04 February 2016 | ID:G00275847
Analyst(s): Josh Parenteau, Rita L. Sallam, Cindi Howson, Joao Tapadinhas, Kurt Schlegel, Thomas W. Oestreich
The BI and analytics platform market’s multiyear shift from IT-led enterprise reporting to business-led self-service analytics has passed the tipping point. Most new buying is of modern, business-user-centric platforms forcing a new market perspective, significantly reordering the vendor landscape.
Strategic Planning Assumptions
By 2018, most business users and analysts in organizations will have access to self- service tools to prepare data for analysis as part of the shift to deploying modern BI platforms.
By 2018, most stand-alone self-service data preparation offerings will either have expanded into end-to-end analytical platforms or been integrated as features of existing analytics platforms.

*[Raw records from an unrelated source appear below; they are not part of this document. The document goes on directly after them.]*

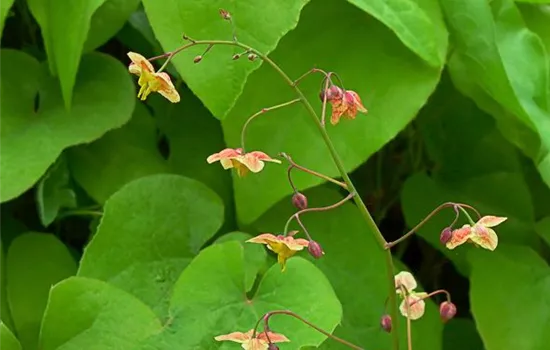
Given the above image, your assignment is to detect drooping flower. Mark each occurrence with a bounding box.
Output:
[330,90,367,125]
[206,148,281,177]
[214,329,290,350]
[394,271,428,320]
[446,215,507,251]
[128,52,180,103]
[247,231,309,272]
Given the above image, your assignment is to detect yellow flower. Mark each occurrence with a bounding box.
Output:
[214,329,290,350]
[446,215,507,250]
[128,52,180,103]
[247,231,309,272]
[206,148,281,177]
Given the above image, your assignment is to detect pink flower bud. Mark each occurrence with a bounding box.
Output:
[292,192,307,210]
[380,315,392,333]
[307,240,325,259]
[439,301,456,322]
[439,227,453,245]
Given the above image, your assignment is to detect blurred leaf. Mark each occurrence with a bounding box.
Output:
[348,0,448,67]
[0,0,14,38]
[84,0,140,52]
[442,0,550,189]
[214,232,267,292]
[68,104,170,203]
[27,0,109,109]
[469,246,550,350]
[142,242,342,349]
[254,187,442,350]
[0,321,21,350]
[6,233,76,349]
[78,175,223,316]
[401,172,535,275]
[36,156,76,226]
[0,50,135,202]
[443,318,484,350]
[223,1,440,224]
[40,277,162,350]
[143,0,308,119]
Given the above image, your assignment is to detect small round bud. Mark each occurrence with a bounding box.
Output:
[319,85,344,102]
[380,315,392,333]
[439,301,456,322]
[439,227,453,245]
[292,192,307,210]
[307,240,325,259]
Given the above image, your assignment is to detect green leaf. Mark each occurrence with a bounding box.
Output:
[6,233,76,349]
[36,156,76,226]
[142,242,342,349]
[442,0,550,189]
[469,246,550,350]
[78,175,223,316]
[348,0,448,67]
[223,0,440,224]
[0,321,21,350]
[143,0,308,119]
[84,0,140,52]
[254,187,442,350]
[68,104,170,203]
[40,277,162,350]
[401,172,536,275]
[0,50,135,202]
[214,232,267,292]
[28,0,109,110]
[0,0,14,38]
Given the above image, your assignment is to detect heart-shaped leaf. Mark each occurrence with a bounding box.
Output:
[78,175,223,316]
[0,50,135,202]
[143,0,308,119]
[40,277,162,350]
[6,233,76,349]
[222,0,446,224]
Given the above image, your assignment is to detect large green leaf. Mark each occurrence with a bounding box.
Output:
[28,0,109,109]
[0,50,135,202]
[84,0,140,52]
[142,242,342,350]
[401,172,536,275]
[6,233,76,349]
[68,104,169,203]
[143,0,308,119]
[348,0,448,67]
[0,321,21,350]
[40,277,162,350]
[442,0,550,189]
[78,175,223,316]
[254,187,442,350]
[223,1,440,223]
[470,246,550,350]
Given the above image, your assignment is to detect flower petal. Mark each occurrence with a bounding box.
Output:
[476,215,508,227]
[394,271,417,294]
[399,294,426,321]
[470,225,498,251]
[445,225,472,249]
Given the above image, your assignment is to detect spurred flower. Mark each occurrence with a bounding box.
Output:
[247,231,309,272]
[446,216,507,250]
[128,52,180,103]
[206,148,281,176]
[394,271,428,320]
[214,329,290,350]
[330,90,367,125]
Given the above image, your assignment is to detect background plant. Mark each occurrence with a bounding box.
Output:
[0,0,550,349]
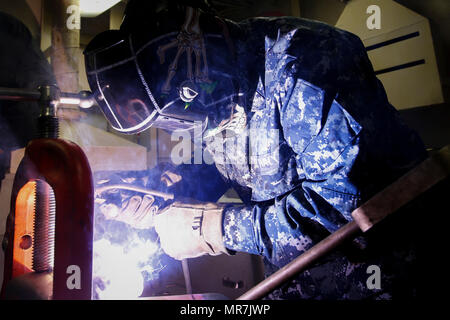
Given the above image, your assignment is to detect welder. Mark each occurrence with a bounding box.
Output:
[85,0,426,299]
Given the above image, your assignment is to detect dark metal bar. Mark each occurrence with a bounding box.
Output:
[237,221,361,300]
[352,146,450,232]
[238,145,450,300]
[0,87,41,101]
[366,31,420,51]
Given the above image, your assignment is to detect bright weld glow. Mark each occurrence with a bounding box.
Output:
[94,238,162,300]
[80,0,120,18]
[59,98,80,104]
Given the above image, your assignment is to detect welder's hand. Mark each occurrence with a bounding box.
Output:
[154,202,228,260]
[100,195,158,229]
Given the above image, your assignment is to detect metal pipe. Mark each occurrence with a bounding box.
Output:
[0,87,41,101]
[237,221,361,300]
[95,184,174,200]
[238,145,450,300]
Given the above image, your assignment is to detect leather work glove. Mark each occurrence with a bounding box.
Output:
[100,195,158,229]
[154,202,229,260]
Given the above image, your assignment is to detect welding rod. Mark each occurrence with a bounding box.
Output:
[95,184,174,201]
[237,145,450,300]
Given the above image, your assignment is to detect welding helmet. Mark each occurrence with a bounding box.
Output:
[84,4,237,134]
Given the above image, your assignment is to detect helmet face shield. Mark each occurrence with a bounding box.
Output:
[85,25,234,134]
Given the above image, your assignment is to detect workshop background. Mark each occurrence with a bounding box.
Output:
[0,0,450,298]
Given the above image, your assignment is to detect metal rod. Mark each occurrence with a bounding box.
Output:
[95,184,174,200]
[237,221,361,300]
[238,145,450,300]
[0,87,41,101]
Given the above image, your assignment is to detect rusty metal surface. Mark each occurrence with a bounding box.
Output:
[238,145,450,300]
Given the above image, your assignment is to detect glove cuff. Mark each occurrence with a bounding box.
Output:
[202,207,231,256]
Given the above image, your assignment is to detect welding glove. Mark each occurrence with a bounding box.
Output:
[154,202,229,260]
[100,195,158,229]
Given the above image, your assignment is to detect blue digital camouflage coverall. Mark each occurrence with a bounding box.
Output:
[202,17,426,299]
[96,17,426,300]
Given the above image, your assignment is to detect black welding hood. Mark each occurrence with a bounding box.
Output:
[84,4,237,134]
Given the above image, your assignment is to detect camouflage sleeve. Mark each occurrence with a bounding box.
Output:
[223,32,362,267]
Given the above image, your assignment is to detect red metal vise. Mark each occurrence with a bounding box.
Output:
[0,87,94,300]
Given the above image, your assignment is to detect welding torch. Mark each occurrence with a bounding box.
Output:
[0,86,96,109]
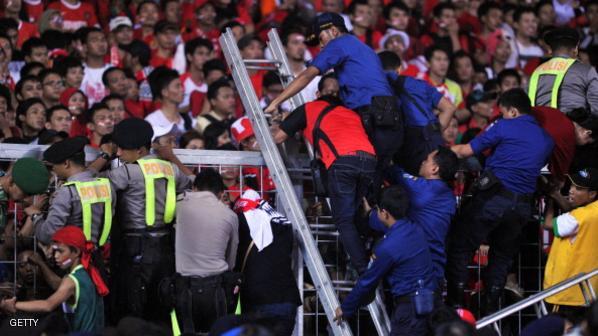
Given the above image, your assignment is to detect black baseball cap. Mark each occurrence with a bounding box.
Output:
[569,168,598,190]
[466,90,496,109]
[307,12,347,42]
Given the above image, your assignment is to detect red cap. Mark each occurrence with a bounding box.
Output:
[230,117,254,144]
[457,308,476,327]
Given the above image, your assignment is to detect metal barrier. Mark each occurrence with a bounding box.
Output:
[476,269,598,335]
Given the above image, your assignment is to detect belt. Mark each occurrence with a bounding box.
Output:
[124,226,172,238]
[392,294,411,305]
[498,187,534,202]
[340,151,376,159]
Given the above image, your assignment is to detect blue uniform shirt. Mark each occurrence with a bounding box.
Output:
[341,219,436,317]
[311,34,392,109]
[386,72,442,127]
[393,167,457,283]
[470,115,554,194]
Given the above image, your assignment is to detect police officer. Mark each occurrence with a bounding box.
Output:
[264,12,403,189]
[378,51,457,175]
[335,186,436,335]
[370,147,459,288]
[446,89,554,312]
[29,137,116,247]
[274,96,376,274]
[94,118,190,321]
[528,27,598,116]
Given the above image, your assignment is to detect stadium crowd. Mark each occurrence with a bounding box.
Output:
[0,0,598,335]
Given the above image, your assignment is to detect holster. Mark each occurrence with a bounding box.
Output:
[369,96,403,128]
[309,158,328,197]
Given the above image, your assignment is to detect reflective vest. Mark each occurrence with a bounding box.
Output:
[137,159,176,226]
[528,57,575,108]
[64,178,112,246]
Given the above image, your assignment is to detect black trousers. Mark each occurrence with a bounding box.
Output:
[446,186,531,296]
[114,231,175,323]
[175,275,229,334]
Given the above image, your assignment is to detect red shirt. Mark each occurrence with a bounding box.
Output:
[48,0,98,31]
[150,49,173,69]
[17,21,39,49]
[23,0,44,22]
[532,106,576,181]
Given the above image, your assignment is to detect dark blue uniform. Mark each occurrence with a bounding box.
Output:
[446,115,554,312]
[386,72,444,175]
[311,34,392,110]
[311,34,403,187]
[341,219,436,335]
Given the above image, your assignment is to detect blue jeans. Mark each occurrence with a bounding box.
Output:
[328,153,377,274]
[250,303,297,336]
[390,302,428,336]
[446,191,531,289]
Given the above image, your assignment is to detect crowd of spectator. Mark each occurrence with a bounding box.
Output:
[0,0,598,335]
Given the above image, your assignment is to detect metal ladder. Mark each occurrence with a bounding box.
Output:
[267,28,390,336]
[219,29,390,336]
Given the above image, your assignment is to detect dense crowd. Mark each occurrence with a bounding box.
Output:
[0,0,598,335]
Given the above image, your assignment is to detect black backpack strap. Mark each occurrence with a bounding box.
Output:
[393,76,434,119]
[312,104,338,158]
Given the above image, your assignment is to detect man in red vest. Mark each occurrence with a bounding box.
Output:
[274,96,376,274]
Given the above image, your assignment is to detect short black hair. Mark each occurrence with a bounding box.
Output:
[21,37,48,56]
[262,71,282,88]
[378,50,401,71]
[102,67,125,87]
[15,75,42,101]
[424,44,451,62]
[434,146,459,182]
[53,56,83,77]
[202,58,226,78]
[496,69,521,85]
[81,27,106,44]
[432,2,455,18]
[16,97,46,127]
[19,62,46,78]
[347,0,370,15]
[136,0,160,15]
[203,122,228,149]
[118,40,152,67]
[185,37,214,56]
[148,66,179,99]
[193,168,226,196]
[498,88,532,114]
[382,0,409,20]
[46,104,70,122]
[378,185,409,220]
[513,6,536,22]
[207,78,233,99]
[0,84,12,106]
[38,69,63,85]
[318,72,338,92]
[478,1,502,18]
[85,102,110,123]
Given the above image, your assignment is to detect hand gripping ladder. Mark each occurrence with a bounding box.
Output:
[219,29,388,336]
[268,28,390,336]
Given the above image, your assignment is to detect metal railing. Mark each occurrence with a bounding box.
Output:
[476,269,598,335]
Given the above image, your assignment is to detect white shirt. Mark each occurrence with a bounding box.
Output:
[145,110,185,140]
[81,64,111,106]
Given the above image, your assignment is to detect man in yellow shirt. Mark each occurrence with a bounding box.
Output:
[544,168,598,310]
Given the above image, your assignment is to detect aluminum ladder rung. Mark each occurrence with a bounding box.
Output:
[219,28,352,336]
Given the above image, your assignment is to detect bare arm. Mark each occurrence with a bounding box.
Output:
[438,97,457,130]
[264,66,320,114]
[15,276,75,313]
[451,144,474,159]
[542,199,554,231]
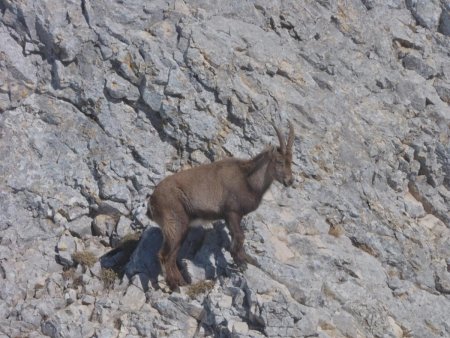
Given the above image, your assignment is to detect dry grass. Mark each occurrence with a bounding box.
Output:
[328,224,344,237]
[100,269,118,289]
[186,280,216,298]
[72,250,97,268]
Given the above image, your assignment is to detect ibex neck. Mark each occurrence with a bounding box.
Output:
[248,150,273,196]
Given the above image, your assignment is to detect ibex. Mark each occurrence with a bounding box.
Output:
[148,122,294,290]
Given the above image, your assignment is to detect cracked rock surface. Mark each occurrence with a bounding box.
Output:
[0,0,450,338]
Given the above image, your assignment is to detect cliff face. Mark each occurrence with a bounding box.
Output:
[0,0,450,338]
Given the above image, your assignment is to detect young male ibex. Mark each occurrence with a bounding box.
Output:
[148,123,294,290]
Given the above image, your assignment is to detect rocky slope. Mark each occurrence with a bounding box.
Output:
[0,0,450,338]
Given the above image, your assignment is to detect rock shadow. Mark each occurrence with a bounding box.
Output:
[100,222,233,288]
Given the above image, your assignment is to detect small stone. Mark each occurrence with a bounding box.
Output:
[64,289,77,305]
[67,216,92,238]
[230,321,248,336]
[120,284,146,311]
[116,216,133,238]
[92,215,117,236]
[81,295,95,305]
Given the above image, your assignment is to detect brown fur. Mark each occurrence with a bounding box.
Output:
[148,125,294,289]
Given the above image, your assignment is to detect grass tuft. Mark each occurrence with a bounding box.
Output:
[186,280,216,298]
[100,269,118,289]
[72,250,97,268]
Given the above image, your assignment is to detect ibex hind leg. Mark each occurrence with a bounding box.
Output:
[159,213,188,290]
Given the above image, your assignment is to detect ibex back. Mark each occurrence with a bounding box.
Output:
[148,123,294,289]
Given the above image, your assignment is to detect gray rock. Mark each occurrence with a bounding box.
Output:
[406,0,441,29]
[438,4,450,36]
[105,74,140,102]
[403,54,436,80]
[0,0,450,338]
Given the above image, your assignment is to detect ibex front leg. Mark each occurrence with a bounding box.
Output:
[226,212,246,266]
[159,212,188,290]
[226,212,259,268]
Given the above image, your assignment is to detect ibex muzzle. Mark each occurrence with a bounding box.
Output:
[148,123,295,289]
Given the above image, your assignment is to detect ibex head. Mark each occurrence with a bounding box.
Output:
[273,122,295,187]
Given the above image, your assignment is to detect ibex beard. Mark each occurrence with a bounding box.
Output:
[148,123,295,290]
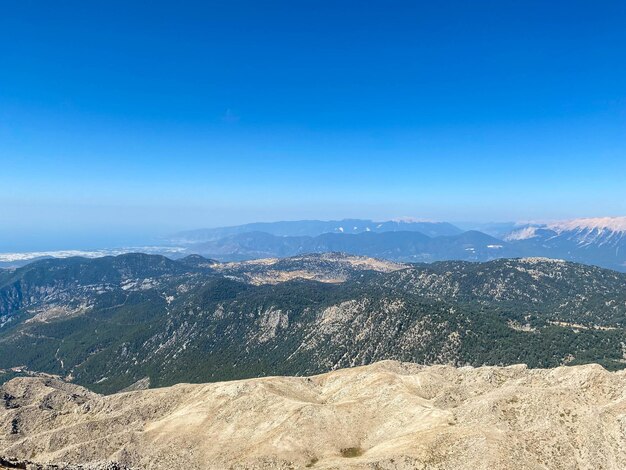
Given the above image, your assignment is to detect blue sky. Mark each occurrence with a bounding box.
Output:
[0,0,626,250]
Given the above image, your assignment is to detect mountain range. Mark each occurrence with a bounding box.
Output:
[0,253,626,393]
[168,217,626,271]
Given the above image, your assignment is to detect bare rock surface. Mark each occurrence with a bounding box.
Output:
[0,361,626,470]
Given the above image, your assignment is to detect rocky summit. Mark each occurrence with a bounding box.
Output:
[0,361,626,470]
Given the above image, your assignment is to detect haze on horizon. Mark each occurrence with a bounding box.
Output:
[0,1,626,251]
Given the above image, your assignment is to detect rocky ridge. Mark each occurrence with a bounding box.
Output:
[0,361,626,470]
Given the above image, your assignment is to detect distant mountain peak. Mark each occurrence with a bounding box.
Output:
[547,217,626,233]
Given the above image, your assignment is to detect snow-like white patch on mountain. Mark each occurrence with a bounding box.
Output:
[547,217,626,233]
[504,227,538,242]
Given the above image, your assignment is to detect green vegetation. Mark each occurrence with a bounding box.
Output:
[0,255,626,393]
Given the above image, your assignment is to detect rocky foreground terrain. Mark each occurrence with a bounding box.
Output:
[0,361,626,470]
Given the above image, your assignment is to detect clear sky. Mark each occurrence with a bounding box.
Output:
[0,0,626,251]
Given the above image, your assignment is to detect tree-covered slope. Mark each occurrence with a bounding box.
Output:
[0,255,626,392]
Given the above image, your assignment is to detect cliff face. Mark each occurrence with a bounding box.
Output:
[0,361,626,470]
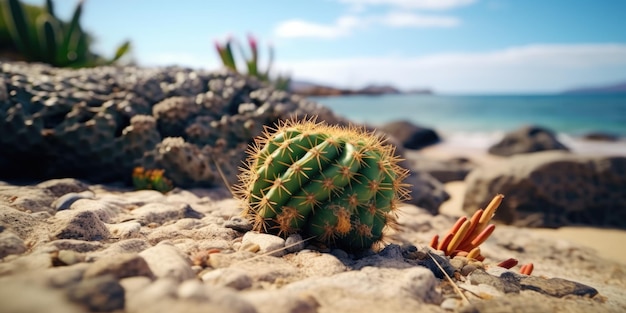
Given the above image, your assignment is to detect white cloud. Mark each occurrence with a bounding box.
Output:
[274,11,461,39]
[277,44,626,93]
[339,0,476,10]
[274,19,354,38]
[378,11,461,28]
[141,52,221,69]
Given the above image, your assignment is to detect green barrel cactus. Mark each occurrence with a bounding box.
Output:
[237,120,409,251]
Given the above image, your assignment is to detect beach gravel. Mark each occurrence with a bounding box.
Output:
[0,178,626,312]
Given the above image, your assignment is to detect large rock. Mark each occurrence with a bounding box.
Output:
[381,121,440,149]
[489,125,569,156]
[463,151,626,228]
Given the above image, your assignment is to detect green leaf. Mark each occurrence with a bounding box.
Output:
[109,40,130,63]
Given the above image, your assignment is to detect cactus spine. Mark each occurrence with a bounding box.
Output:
[237,120,408,250]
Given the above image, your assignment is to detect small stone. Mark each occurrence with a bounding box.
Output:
[461,264,476,276]
[240,242,261,253]
[201,268,252,290]
[53,250,85,266]
[132,202,204,225]
[468,269,521,293]
[52,190,95,212]
[107,221,141,239]
[67,275,124,312]
[84,254,154,279]
[241,231,285,256]
[520,276,598,298]
[224,216,252,233]
[53,210,110,240]
[285,234,305,253]
[139,243,195,281]
[450,258,465,270]
[0,231,27,260]
[440,298,462,311]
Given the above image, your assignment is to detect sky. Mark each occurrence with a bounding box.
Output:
[26,0,626,94]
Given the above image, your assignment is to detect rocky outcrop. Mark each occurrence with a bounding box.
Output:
[489,126,569,156]
[380,121,440,149]
[463,151,626,228]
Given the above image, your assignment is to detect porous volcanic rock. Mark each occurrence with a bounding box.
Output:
[463,151,626,228]
[489,125,569,156]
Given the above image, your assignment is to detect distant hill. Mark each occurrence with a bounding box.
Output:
[290,81,432,96]
[562,81,626,94]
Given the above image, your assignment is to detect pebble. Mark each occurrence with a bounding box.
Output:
[224,216,252,233]
[0,231,26,260]
[241,231,285,257]
[84,254,154,279]
[0,176,626,313]
[201,268,252,290]
[132,203,204,225]
[52,210,110,240]
[67,275,125,312]
[52,190,94,211]
[139,243,195,281]
[285,234,306,253]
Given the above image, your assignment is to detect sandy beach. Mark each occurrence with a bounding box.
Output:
[411,142,626,264]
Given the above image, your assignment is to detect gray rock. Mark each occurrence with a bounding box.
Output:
[132,203,203,225]
[403,171,450,214]
[139,243,195,281]
[224,216,252,233]
[286,250,348,277]
[0,204,40,239]
[285,234,306,253]
[46,239,104,252]
[52,190,94,211]
[283,267,441,312]
[86,239,150,262]
[107,221,142,239]
[403,152,477,183]
[458,291,624,313]
[380,121,440,149]
[84,254,154,279]
[177,280,256,313]
[70,198,120,223]
[520,276,598,298]
[52,210,110,240]
[37,178,89,197]
[463,151,626,228]
[201,268,252,290]
[241,231,285,256]
[0,277,85,313]
[488,126,569,156]
[242,290,320,313]
[67,275,125,312]
[0,231,26,260]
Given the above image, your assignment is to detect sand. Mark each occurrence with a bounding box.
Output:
[420,144,626,264]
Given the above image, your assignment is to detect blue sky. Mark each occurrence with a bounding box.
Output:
[27,0,626,93]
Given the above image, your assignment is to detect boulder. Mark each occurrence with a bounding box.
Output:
[489,125,569,156]
[463,151,626,228]
[405,153,477,184]
[380,121,440,149]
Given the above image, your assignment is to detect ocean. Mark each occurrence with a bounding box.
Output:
[311,94,626,155]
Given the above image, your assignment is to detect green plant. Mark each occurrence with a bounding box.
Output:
[133,167,174,193]
[430,194,534,275]
[215,35,290,90]
[236,120,409,250]
[0,0,130,67]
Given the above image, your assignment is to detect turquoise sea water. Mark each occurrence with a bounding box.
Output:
[313,94,626,137]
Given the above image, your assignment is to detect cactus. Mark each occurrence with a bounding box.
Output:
[236,120,409,251]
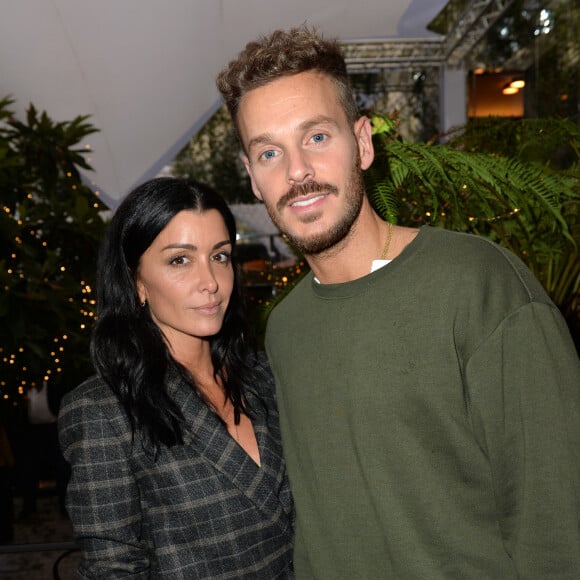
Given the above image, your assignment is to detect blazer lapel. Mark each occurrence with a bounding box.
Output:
[170,377,292,521]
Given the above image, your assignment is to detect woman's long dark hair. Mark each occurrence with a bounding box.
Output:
[91,177,254,451]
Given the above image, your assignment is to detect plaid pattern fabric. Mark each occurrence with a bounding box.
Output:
[59,359,293,580]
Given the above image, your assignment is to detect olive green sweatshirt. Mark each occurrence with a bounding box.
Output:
[266,227,580,580]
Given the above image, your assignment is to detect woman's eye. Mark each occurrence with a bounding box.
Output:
[260,149,276,161]
[169,256,189,266]
[213,252,231,264]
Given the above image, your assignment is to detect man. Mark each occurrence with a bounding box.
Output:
[217,27,580,580]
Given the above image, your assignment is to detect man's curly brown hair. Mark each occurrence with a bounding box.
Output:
[216,25,358,138]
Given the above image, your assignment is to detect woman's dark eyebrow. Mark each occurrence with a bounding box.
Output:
[161,240,231,252]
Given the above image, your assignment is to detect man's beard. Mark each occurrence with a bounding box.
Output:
[266,159,365,256]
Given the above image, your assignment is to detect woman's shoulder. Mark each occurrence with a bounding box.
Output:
[60,375,118,414]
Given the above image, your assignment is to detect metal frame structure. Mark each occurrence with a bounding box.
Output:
[344,0,515,80]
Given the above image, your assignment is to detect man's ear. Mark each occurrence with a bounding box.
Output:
[354,117,375,170]
[242,153,263,201]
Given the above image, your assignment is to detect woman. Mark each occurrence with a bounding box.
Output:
[59,178,293,579]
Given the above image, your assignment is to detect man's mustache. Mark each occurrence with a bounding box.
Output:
[276,181,338,212]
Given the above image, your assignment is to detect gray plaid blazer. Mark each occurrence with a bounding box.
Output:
[59,362,293,580]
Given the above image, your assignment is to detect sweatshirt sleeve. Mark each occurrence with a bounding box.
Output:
[465,303,580,579]
[58,391,149,580]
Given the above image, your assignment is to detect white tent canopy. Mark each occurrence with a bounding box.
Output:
[0,0,446,208]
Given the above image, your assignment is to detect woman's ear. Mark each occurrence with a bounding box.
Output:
[135,276,147,304]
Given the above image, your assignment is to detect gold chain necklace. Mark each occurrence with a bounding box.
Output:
[380,222,393,260]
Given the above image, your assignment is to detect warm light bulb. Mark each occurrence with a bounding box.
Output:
[501,86,519,95]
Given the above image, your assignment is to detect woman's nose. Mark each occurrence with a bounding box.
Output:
[199,264,218,294]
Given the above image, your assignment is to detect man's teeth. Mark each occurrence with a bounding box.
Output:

By 2018, smart, governed, Hadoop-based, search-based and visual-based data discovery will converge in a single form of next-generation data discovery that will include self- service data preparation and natural-language generation.
This document was revised on 8 February 2016. The document you are viewing is the corrected version. For more information, see the Corrections (http://www.gartner.com/technology/about/policies/current_corrections.jsp) page on gartner.com.
During the past several years, the balance of power for business intelligence (BI) and analytics platform buying decisions has gradually shifted from IT to the business as the
long-standing BI requirement for centrally provisioned, highly governed and scalable
system-of-record reporting has been counterbalanced by the need for analytical agility and business user autonomy (see “How to Modernize Your Business Intelligence and Analytics Platform for Agility, Without Chaos” ). The evolution and sophistication of the self-service data preparation and data discovery capabilities available in the market has shifted the focus of buyers in the BI and analytics platform market — toward easy-to-use tools that support a full range of analytic workflow capabilities and do not require significant involvement from IT to predefine data models upfront as a prerequisite to analysis.
This significant shift has accelerated dramatically in recent years, and has finally reached a tipping point that requires a new perspective on the BI and analytics Magic Quadrant and the underlying BI platform definition — to better align with the rapidly evolving buyer
and seller dynamics in this complex market. This Magic Quadrant focuses on products that meet the criteria of a modern BI and analytics platform (see “Technology Insight for
Modern Business Intelligence and Analytics Platforms” ), which are driving the vast majority of net new purchases in the market today. Products that do not meet the modern criteria required for inclusion in the Magic Quadrant evaluation (because of the upfront requirements for IT to predefine data models, or because they are enterprise-reporting centric) will be covered in our new Market Guide for enterprise reporting-based platforms.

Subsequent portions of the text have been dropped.